Google under attack!
November 30th, 2007 by Dan
Google is in the midst of a horrendous black hat SEO attack. With thousands of malware and spam websites swarming the search engine every which way, Google engineers have led a successful fightback against what may soon turn out to be the single most powerful black hat attack in history.
On Monday, a popular security blog operated by Sunbelt Software reported that thousands of spam domains were showing up in search results. I experienced this first hand as a part of my daily analysis of the World Wide Web. Spam websites were showing up usually at the bottom of the first page, dominating about 5 to 10 pages of the Google SERPs. You might have experienced this as well if you recall seeing page upon page of .cn links in the Google search results.
This was ostensibly caused by clever scripts that basically exploited Google’s own technology to get back at the world’s biggest search engine. These scripts basically used GET queries to spider Google’s search results, crawling resultant SERP links and saving content from those websites. They then reconfigured the content, rehashing words to create new (nonsensical) sentences. This made those websites appear to offer real website content to the Google search engine, thereby warranting high rankings on the results pages.

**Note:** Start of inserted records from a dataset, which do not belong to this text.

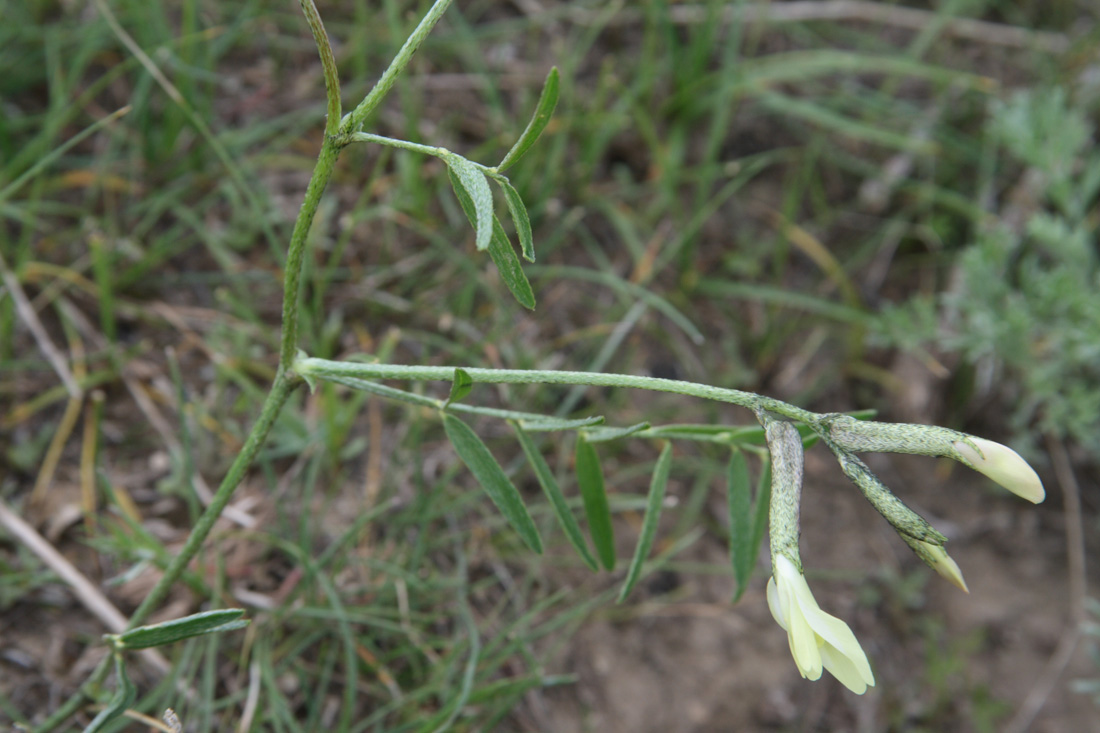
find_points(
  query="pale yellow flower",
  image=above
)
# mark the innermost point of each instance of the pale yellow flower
(1003, 466)
(817, 639)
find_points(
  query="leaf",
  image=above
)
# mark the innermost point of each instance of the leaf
(493, 480)
(523, 222)
(603, 435)
(460, 386)
(508, 265)
(590, 477)
(552, 491)
(499, 248)
(653, 504)
(558, 424)
(542, 112)
(743, 553)
(474, 196)
(747, 526)
(118, 704)
(209, 622)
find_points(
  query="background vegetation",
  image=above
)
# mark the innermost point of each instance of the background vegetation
(891, 208)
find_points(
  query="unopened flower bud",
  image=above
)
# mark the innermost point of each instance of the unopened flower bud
(937, 558)
(999, 462)
(1003, 466)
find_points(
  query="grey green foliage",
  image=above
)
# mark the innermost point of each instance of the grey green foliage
(653, 504)
(590, 478)
(553, 493)
(477, 458)
(1023, 309)
(197, 624)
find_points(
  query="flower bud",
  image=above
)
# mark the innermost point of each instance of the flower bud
(1003, 466)
(817, 639)
(999, 462)
(937, 558)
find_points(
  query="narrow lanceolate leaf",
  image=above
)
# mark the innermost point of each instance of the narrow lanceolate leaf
(475, 455)
(512, 271)
(474, 196)
(119, 702)
(519, 218)
(461, 386)
(209, 622)
(542, 112)
(653, 504)
(499, 248)
(552, 491)
(743, 551)
(590, 477)
(760, 509)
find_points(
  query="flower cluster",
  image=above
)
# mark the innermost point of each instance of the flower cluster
(820, 641)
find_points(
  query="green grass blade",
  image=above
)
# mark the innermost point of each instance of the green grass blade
(542, 111)
(474, 196)
(552, 491)
(523, 221)
(209, 622)
(743, 550)
(475, 455)
(653, 504)
(509, 266)
(590, 477)
(118, 704)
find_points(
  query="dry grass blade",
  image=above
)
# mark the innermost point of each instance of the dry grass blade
(31, 318)
(86, 592)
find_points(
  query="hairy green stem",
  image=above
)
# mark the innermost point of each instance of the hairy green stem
(296, 251)
(336, 138)
(310, 368)
(355, 118)
(328, 66)
(284, 385)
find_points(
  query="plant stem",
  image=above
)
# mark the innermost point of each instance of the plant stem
(322, 368)
(355, 118)
(328, 65)
(281, 390)
(296, 251)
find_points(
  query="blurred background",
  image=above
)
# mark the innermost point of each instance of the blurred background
(843, 205)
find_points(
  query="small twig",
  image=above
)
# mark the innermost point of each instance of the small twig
(1078, 591)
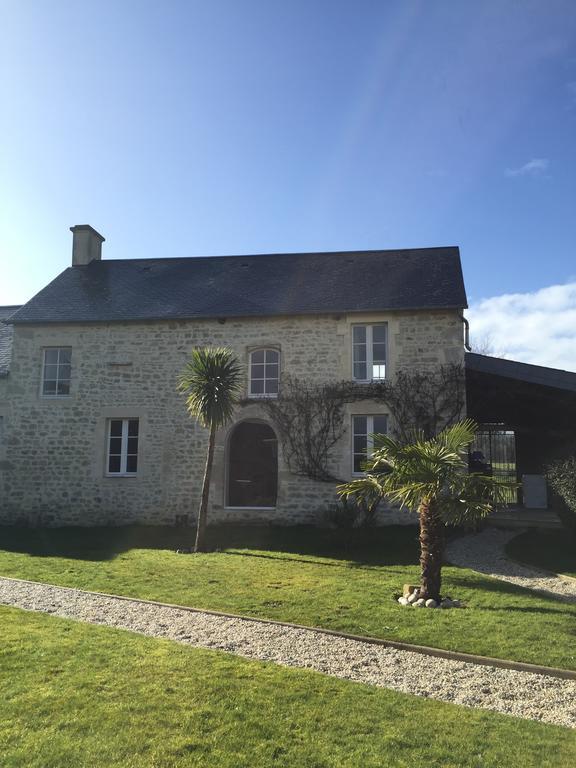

In other words, the strategy involved massive automated domain registration of expendable low value domains, ripping content off other Google’s SERPs and creating whole new websites with rehashed content, cleverly disguised to appear original but making no sense to the human reader. Google spiders could not differentiate between rehashed, nonsensical, unreadible content and original content. This actually lead to blackhatters ranking high in the SERPs for fairly competitive keywords, which actually surprised me and my colleagues.
Amused at the sheer volume of .cn (China) domains showing up in the search results, I mentioned this fact to Nathan about a week ago. I am prone to think that these blackhatters were probably not Chinese.
This is proably one of the most prominent instances of Google using human knowledge and judgement to override its search engine software. This can be a precedent of increasingly subjective assessment of the World Wide Web by Google.